Where do you put your brain?

21 Nov
Somehow this blog lost my intro sentences.  Fortunately, I can edit it, so if you read this already, here are is beginning.
My question is, “Where do you put your brain?”  That is, what is the mental loop that runs in your brain.  Richard Foster says that your emotions do not control how we feel, but it is our mental activity is what controls our emotions.  The psalmist puts their thoughts on God.  lt is God who heals and makes us whole.  It is God where the hope comes from in difficult times.

“1-3 Dignify those who are down on their luck;
you’ll feel good—that’s what God does.
God looks after us all,
makes us robust with life—
Lucky to be in the land,
we’re free from enemy worries.
Whenever we’re sick and in bed,
God becomes our nurse,
nurses us back to health.”

The psalmist says that even when they have sinned and are feeling attacked by enemies and those who call themselves friends, God is the one that we go to for help.

” I said, “God, be gracious!
Put me together again—
my sins have torn me to pieces.”
My enemies are wishing the worst for me;
they make bets on what day I will die.
If someone comes to see me,
he mouths empty platitudes,
All the while gathering gossip about me
to entertain the street-corner crowd.
These “friends” who hate me
whisper slanders all over town.
They form committees
to plan misery for me.

8-9 The rumor goes out, “He’s got some dirty,
deadly disease. The doctors
have given up on him.”
Even my best friend, the one I always told everything
—he ate meals at my house all the time!—
has bitten my hand.”

When the writers is feeling as through even best friends has turned against them, they look for God to pick them up.  For me, this is the difference in the psalm.  There is always a hope in God to bring healing into a difficult and lonely situation.

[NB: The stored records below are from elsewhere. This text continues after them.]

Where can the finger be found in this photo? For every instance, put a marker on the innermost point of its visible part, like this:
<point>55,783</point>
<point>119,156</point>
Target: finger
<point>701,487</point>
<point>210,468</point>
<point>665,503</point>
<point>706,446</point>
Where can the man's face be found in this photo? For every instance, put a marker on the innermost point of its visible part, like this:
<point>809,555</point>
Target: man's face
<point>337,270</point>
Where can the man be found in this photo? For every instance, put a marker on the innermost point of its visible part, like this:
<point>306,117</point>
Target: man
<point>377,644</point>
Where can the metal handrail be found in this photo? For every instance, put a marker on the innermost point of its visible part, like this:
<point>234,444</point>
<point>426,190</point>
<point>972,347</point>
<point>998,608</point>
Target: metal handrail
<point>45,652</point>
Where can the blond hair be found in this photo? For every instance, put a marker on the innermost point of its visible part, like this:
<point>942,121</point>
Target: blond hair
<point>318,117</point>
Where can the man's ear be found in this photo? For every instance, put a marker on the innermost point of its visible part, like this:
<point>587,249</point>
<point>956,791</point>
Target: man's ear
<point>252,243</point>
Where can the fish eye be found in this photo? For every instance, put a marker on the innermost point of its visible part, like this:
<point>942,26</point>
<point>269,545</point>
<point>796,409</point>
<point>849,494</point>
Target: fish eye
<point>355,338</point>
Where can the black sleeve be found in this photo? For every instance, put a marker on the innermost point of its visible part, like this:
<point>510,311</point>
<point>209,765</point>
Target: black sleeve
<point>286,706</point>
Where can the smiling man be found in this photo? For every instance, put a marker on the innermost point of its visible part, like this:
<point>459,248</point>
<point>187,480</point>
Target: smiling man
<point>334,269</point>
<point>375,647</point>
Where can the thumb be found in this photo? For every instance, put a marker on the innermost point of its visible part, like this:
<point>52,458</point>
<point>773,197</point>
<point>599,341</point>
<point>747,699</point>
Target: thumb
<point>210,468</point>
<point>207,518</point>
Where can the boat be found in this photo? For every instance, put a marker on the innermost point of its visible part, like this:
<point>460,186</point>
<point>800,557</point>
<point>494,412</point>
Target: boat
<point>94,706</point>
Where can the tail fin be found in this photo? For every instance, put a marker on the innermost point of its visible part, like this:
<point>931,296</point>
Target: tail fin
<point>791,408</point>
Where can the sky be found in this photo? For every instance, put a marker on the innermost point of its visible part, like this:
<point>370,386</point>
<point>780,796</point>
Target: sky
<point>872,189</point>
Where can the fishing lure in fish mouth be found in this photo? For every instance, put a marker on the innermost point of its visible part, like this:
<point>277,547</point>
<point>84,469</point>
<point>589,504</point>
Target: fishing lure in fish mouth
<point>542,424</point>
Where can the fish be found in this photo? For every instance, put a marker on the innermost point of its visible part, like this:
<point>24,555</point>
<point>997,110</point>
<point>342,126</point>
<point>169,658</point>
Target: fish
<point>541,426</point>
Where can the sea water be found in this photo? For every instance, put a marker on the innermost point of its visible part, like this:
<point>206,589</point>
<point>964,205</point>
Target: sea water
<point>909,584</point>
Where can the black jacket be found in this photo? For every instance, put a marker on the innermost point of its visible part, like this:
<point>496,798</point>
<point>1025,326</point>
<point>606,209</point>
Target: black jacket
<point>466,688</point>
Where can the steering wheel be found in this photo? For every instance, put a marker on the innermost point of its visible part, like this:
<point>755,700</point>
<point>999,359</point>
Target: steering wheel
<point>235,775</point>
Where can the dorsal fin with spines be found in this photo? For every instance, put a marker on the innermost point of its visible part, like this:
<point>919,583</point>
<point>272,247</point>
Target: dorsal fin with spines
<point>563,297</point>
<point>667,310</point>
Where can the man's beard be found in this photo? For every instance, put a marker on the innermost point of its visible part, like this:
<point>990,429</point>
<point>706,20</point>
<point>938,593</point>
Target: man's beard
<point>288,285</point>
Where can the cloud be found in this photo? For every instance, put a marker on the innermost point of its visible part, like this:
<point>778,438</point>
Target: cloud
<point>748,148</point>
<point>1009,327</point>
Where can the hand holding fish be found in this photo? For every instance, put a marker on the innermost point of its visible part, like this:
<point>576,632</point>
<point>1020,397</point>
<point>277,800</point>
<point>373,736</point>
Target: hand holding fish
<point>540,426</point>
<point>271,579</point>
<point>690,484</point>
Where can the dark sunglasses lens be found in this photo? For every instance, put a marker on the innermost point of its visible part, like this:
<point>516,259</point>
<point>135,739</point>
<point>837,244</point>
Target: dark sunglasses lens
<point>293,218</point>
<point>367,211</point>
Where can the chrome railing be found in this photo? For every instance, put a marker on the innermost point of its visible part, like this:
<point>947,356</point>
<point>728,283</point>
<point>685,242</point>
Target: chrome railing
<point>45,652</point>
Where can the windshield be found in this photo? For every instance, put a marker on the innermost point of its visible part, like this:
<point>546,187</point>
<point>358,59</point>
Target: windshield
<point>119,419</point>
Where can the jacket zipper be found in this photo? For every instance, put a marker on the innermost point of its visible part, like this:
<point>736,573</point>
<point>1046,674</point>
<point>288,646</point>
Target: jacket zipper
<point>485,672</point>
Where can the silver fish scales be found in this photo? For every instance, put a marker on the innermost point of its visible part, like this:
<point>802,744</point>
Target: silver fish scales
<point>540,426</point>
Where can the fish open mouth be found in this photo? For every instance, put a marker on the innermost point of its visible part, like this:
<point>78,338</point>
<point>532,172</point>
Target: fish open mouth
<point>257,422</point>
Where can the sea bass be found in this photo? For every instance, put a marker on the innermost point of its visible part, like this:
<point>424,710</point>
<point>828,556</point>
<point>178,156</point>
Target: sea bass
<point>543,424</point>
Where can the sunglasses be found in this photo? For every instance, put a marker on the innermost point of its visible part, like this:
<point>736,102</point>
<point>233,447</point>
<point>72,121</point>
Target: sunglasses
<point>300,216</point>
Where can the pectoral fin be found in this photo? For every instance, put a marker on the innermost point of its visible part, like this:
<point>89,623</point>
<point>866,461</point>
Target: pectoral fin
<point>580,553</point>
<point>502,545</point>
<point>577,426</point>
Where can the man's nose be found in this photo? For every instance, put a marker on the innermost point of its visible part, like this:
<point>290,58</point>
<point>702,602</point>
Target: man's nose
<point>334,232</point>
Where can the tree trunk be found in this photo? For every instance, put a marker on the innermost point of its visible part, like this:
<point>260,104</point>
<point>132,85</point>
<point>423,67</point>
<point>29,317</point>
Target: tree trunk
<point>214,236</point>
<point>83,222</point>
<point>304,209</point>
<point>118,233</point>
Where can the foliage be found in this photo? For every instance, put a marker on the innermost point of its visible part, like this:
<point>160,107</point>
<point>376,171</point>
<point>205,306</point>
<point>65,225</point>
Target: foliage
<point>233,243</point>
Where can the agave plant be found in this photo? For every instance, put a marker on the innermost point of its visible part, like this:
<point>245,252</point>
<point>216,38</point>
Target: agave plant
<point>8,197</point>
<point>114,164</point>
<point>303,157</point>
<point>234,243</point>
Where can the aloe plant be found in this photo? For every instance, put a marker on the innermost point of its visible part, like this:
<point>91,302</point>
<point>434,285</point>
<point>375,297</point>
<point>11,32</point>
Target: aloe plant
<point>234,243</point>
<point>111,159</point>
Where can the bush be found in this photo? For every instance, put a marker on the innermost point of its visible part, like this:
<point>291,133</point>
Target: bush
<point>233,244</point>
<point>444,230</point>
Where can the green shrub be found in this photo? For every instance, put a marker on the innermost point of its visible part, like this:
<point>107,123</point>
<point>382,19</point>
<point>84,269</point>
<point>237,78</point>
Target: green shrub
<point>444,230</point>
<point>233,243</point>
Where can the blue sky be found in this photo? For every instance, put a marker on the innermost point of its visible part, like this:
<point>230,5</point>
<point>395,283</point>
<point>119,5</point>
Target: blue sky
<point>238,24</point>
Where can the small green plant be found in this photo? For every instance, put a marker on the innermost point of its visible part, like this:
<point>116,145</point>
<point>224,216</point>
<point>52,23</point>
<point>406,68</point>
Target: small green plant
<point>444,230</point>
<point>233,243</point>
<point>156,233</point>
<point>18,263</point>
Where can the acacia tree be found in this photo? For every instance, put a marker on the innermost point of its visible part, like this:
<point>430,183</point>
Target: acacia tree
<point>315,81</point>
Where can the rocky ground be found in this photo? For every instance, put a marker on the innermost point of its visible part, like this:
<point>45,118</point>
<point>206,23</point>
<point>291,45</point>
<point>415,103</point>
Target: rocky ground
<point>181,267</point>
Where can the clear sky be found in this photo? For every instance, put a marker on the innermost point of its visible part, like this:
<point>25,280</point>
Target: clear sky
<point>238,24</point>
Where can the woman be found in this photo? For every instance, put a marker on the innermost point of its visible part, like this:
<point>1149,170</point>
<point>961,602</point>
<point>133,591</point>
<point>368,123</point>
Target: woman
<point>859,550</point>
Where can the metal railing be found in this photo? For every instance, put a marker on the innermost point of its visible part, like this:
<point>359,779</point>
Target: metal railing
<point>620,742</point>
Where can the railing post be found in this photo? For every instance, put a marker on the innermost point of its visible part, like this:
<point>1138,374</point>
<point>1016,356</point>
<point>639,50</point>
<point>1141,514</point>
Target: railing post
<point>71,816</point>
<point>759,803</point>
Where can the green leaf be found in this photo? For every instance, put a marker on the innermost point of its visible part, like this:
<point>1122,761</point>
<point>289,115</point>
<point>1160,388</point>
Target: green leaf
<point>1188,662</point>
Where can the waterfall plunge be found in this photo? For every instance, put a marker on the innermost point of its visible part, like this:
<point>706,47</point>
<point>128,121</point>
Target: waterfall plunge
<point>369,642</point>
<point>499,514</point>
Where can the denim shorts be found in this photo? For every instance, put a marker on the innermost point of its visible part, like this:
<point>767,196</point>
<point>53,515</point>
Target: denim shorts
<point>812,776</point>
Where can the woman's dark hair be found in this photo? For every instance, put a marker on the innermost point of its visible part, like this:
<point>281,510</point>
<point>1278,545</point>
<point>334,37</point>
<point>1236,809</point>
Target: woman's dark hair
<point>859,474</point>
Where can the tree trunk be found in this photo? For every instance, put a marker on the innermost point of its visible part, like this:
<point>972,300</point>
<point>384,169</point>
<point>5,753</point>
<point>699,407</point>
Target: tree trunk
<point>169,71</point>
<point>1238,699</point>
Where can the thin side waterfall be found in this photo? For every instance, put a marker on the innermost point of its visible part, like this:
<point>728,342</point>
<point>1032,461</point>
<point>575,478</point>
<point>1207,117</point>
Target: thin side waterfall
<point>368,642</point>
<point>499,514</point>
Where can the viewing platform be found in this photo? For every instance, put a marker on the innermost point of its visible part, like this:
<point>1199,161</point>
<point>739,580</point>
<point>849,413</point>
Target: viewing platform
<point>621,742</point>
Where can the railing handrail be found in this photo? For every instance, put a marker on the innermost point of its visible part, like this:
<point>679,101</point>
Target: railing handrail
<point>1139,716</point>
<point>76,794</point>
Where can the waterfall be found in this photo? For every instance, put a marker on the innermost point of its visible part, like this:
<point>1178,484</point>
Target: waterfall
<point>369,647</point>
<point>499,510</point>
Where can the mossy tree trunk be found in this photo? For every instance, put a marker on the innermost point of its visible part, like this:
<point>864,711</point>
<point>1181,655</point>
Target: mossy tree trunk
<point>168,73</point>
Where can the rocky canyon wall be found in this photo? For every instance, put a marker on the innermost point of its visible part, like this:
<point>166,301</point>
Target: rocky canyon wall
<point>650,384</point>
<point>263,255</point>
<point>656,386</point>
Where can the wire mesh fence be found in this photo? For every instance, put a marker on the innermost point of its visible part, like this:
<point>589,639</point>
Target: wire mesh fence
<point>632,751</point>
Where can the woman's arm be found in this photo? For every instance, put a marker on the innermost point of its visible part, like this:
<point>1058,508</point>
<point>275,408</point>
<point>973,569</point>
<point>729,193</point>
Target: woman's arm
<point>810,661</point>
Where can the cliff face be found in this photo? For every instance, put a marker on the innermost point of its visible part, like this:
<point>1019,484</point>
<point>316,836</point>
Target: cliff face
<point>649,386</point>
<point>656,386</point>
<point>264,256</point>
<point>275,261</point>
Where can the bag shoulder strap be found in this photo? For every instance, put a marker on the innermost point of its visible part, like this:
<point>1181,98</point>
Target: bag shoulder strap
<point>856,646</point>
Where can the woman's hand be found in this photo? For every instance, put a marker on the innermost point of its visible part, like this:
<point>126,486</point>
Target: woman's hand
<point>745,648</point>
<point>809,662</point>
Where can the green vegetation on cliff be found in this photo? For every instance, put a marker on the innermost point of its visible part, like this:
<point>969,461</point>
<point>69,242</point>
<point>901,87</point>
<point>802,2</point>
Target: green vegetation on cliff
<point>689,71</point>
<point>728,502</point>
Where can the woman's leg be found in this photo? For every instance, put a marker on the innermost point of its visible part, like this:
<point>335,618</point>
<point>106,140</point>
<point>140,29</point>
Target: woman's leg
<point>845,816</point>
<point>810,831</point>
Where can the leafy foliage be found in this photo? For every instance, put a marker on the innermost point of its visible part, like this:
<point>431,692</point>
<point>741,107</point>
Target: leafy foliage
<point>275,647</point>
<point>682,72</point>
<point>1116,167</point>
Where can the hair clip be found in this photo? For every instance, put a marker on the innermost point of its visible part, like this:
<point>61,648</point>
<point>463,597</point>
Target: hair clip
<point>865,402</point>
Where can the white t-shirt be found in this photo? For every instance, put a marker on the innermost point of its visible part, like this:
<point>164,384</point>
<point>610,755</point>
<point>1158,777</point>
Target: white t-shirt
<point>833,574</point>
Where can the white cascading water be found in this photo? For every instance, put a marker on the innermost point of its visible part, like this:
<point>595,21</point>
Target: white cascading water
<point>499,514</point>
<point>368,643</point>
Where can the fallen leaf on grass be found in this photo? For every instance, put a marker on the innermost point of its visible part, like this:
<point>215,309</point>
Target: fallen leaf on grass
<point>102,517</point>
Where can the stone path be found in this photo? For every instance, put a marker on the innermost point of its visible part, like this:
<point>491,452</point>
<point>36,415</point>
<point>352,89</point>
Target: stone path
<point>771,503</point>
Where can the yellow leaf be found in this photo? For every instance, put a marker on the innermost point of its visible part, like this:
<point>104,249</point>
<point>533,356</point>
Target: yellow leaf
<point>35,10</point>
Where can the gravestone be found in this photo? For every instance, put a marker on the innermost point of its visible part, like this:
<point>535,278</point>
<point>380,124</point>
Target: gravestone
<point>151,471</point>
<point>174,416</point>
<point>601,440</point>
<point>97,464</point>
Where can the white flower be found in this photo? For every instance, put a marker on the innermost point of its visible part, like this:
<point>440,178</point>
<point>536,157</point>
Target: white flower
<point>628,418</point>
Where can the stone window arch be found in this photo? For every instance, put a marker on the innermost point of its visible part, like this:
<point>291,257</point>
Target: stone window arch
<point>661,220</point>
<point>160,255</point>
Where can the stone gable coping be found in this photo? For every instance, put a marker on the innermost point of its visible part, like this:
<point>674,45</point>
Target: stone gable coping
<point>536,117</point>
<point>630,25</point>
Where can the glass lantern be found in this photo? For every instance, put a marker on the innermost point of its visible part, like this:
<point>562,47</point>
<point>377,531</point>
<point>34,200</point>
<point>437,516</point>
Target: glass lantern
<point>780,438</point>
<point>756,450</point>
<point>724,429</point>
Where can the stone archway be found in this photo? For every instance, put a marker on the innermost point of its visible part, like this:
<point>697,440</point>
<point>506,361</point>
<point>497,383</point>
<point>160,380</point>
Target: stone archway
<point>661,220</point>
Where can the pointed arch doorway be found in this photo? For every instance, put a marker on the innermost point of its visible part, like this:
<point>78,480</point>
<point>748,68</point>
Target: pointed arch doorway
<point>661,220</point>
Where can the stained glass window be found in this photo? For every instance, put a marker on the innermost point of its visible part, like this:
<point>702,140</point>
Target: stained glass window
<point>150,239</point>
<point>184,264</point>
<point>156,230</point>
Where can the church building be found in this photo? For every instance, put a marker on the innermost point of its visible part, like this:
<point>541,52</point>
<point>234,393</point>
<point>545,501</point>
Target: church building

 God, give grace, get me up on my feet.
I’ll show them a thing or two.

“11-12 Meanwhile, I’m sure you’re on my side—
no victory shouts yet from the enemy camp!
You know me inside and out, you hold me together,
you never fail to stand me tall in your presence
so I can look you in the eye.

13 Blessed is God, Israel’s God,
always, always, always.
Yes. Yes. Yes.”

So, again the question is, what is in your brain?  Are you like the psalmist who says, Blessed is God, always, always, always, Yes, yes, yes.  I will confess that the reason I am writing about this theme is that this morning I notice a negative refrain running through my brain.  I was at the gym at the YMCA and I was noticing people younger and thinner than me, since this includes a lot of people it happens a lot.  I realized that the phase I was saying to myself had to do with age and body type, which I really don’t care that much about.  I also remember that Richard Foster said our thoughts influence our emotions and outlook.  So, I have decided to replace the phrase that runs through my brain, particularly at the Y.   It is kinda like Blessed God, always, always, always, yes, yes, yes. – the one I decided upon is, “you are God’s child and you are here to share God’s grace.”  That’s it.  So, what runs through your brain?  Do you need to change the phrase that runs through your brain?